Me and Granddad would both say, “Later,” so that our voices sounded like we were one person, and then we'd walk down to the stables and Granddad would tell me that I was learning a million important things every time I went for a run with John—“Better than any homework,” is what he used to say.

Granddad would look carefully at each one of John's feet, and he would trace his stump of an index finger around the grooves of John's shoes and feel every single one of the little bolts to make sure they were fine and tight. If there was even the slightest thing loose or frayed or wrong, then Granddad would replace the shoe, filing down any scraggy bits, because only by doing that can you be a hundred percent sure that your horse is going to stay sound. Granddad showed me how to do it in case, he said, there might be a day when he wasn't able to.

We'd carefully put his saddle and bridle on, and then my granddad would watch me as I jumped up. John was able to move extremely fast. He was a thousand percent
better than a lot of humans I knew. For example, he never called me names or asked me nosy questions or got angry with me for being neurotic. Obviously. Because he was a horse.

Not everyone deserves to own a horse. It's not like having a Nintendo Wii or a skateboard or anything. People with short attention spans like most of the idiots in my class wouldn't have been able to take care of a horse in a million years. I mean, you can't throw them in the corner when you've finished with them. They are a massive responsibility.

Horses' feet are shaped like cups, and when they are galloping, the ridge of the cup connects with the ground and it expands ever so slightly to absorb the impact. So then the blood rushes to the horse's foot, which is exactly what the horse needs when he's running. Especially if there's a full-size human on his back.

If you keep a horse enclosed in wet conditions, then his feet can get all soggy, and if they get like that, they will eventually become horribly sore. If you change his shoes too often, then you can put too many nail holes in the rims of his hooves and wreck them. If you ever see a horse that's lame or limping, chances are that its owner didn't care enough about his feet.

Just by looking at the way a horse is standing, I can immediately tell you what's wrong and which foot needs
attention and why, and I can file down parts of the rim of the hoof that have grown too much, and I can replace shoes or take off ones that are faulty.

Even though he was the expert horseman, Granddad said that I taught him a few things too. He said I was able to get horses to trust me. They never freaked out when I came near them.

He said that being worthy of trust is half the battle in life, no matter what it is that you're trying to do.

Me and John often galloped so fast that the people at the stables took stopwatches out. They told my granddad that I should definitely think about entering some of the competitions in my age group.

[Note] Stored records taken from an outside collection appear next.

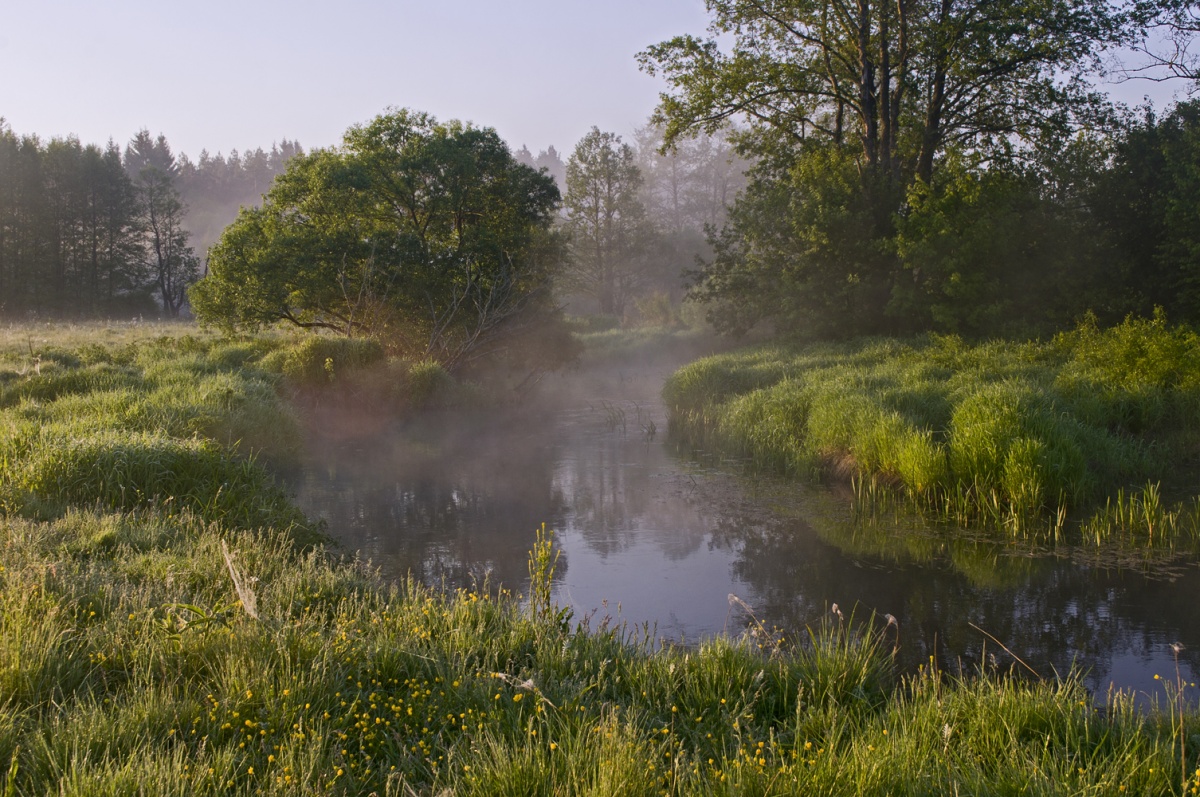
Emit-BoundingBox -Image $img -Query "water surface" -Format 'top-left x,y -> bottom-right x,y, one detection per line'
293,366 -> 1200,697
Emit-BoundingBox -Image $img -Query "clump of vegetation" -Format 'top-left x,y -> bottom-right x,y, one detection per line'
664,316 -> 1200,537
0,321 -> 1200,796
0,509 -> 1200,795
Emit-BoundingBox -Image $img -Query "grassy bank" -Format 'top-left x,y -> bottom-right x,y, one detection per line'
664,318 -> 1200,540
0,326 -> 1200,796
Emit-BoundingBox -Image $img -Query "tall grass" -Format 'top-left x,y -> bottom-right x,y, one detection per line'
0,510 -> 1200,796
664,317 -> 1200,542
0,321 -> 1200,796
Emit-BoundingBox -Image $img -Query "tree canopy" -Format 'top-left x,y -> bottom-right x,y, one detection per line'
191,109 -> 571,366
640,0 -> 1123,336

But we never wanted to win any prizes. Granddad didn't keep track of our progress or our speed or anything like that, no matter how often people kept saying that he should.

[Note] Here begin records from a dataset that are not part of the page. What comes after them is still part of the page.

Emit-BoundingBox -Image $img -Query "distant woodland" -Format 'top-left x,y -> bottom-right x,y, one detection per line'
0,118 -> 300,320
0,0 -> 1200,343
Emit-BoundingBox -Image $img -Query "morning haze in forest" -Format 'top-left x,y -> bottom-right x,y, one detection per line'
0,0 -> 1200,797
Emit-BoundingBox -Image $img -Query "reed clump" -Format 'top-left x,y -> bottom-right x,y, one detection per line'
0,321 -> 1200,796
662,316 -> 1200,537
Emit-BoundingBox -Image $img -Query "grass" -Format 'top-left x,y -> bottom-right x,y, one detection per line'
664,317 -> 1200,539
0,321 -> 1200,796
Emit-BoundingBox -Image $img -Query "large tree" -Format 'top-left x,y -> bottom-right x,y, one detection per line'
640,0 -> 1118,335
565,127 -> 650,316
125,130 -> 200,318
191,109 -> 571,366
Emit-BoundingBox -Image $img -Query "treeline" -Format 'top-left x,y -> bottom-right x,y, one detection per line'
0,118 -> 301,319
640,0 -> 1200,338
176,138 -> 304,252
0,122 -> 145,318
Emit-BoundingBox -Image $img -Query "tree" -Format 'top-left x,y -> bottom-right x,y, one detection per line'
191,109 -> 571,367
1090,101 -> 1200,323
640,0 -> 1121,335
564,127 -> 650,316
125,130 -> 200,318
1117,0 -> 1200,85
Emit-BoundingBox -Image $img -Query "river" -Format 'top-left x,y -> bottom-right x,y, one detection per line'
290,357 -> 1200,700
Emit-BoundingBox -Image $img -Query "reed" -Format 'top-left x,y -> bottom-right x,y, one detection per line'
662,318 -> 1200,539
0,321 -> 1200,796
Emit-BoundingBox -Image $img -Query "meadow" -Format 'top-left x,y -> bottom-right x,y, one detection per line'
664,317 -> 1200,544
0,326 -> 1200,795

“When ambition lifts its nasty nose, joy creeps away,” is what he used to say.

“What does that mean?” I asked him.

“It means that when you've found something that's worth doing for its own sake, you don't wreck it,” he replied.

It was great when John and me were out there flying around the place. My granddad would watch us, as he leaned up against the fence, resting his chin on his arms with a smile on his gentle old face. We never knew how far we had galloped. We never knew how fast we had gone. It didn't matter. We just did it for the sake of it.